Konserden onceki Cuma gunu ogleden sonra Horowitz konser salonunu gormeye ve prova yapmaya geldiginde kendisini bir salon dolusu konservatuar ogrenci ve ogretim uyeleri bekliyordu. Isiklandirmayi ve piyanonun salondaki yerini titizlikle kontrol etti. Fotografcilarla sakalasti, daha sonra ogrencilerin beklentilerini sezinleyerek ciddiyetle piyanonun basina oturdu. Salon derin bir sesizlige gomulunce de ciddiyetle calmaya basladi. 20. yuzyilin bu en romantik piyano virtuozu, prova amaciyla geldigi salonda muthis bir konsere imza atmisti. Ogrenciler gozlerini kapatmis duyduklarina konsantre olmaya calismaktaydilar. Bu organizasyonu duzenleyenlerden; Horowitz’in bir yakini, bu provayi Onun verdigi en ustun performanslardan biri olarak nitelendirmisti. Prova sonunda ogrencilerin coskun tezahurati ve asiri iligisi nedeniyle, konsenvatuar avlusunun cikisinda limuzin 50 metrelik yolu ancak yarim saatte alabilmisti.

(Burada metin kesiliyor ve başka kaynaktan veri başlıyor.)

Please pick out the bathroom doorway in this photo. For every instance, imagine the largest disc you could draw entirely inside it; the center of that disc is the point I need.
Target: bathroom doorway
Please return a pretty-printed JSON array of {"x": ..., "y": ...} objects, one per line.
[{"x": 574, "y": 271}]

Bu konser Amerika ile Sovyetler Birligi arasinda, Amerika’nin Libya’yi bombalamasindan kaynaklanan bir uluslararasi gerilim altinda gerceklesmisti. Butun dunya televizyonlari hafta boyunca savas sahneleri gostermeykteydiler. Fakat simdi, birden bire bu ekranlar, bu yasli Amerikali piyanistin Rus dinleyicilere Schumann’in Ruya’sini (Träumerei) calarkenki sefkatli goruntulerle dolmustu. Binlerce mil uzakta, New York’ta bir televizyon yorumcusu – Andrew Rooney – ertesi gunku sutununda soyle yazmisti. “Konserin sonlarina dogru bu 82 yasindaki dahi piyanisti izlerken sebebini izah edemedigim gizli bir nedenle gozlerimin buglandigini hissettim. Uzgun degildim, bilakis cok sevincliydim.. Iste o anda, bu adamla ayni medeniyeti paylastigim icin bundan gurur duydugumu hissettim. Hemen hemen ayni anda da gozlerimden yaslar akiyordu. Televizyon kamerasi Horowitz’in tuslar uzerinde ucusan parmaklarindan seyircileri olusturan Sovyet vatandaslarinin uzerine dondugunde, onlar artik dusman olarak gorunmuyorlardi. Gozleri kapali, baslari arkaya yaslanmis, yuzleri acikca secilebiliyordu ve birinden bir damla gozyasi cenesine dogru akti.. Benimkiyle ayniydi”.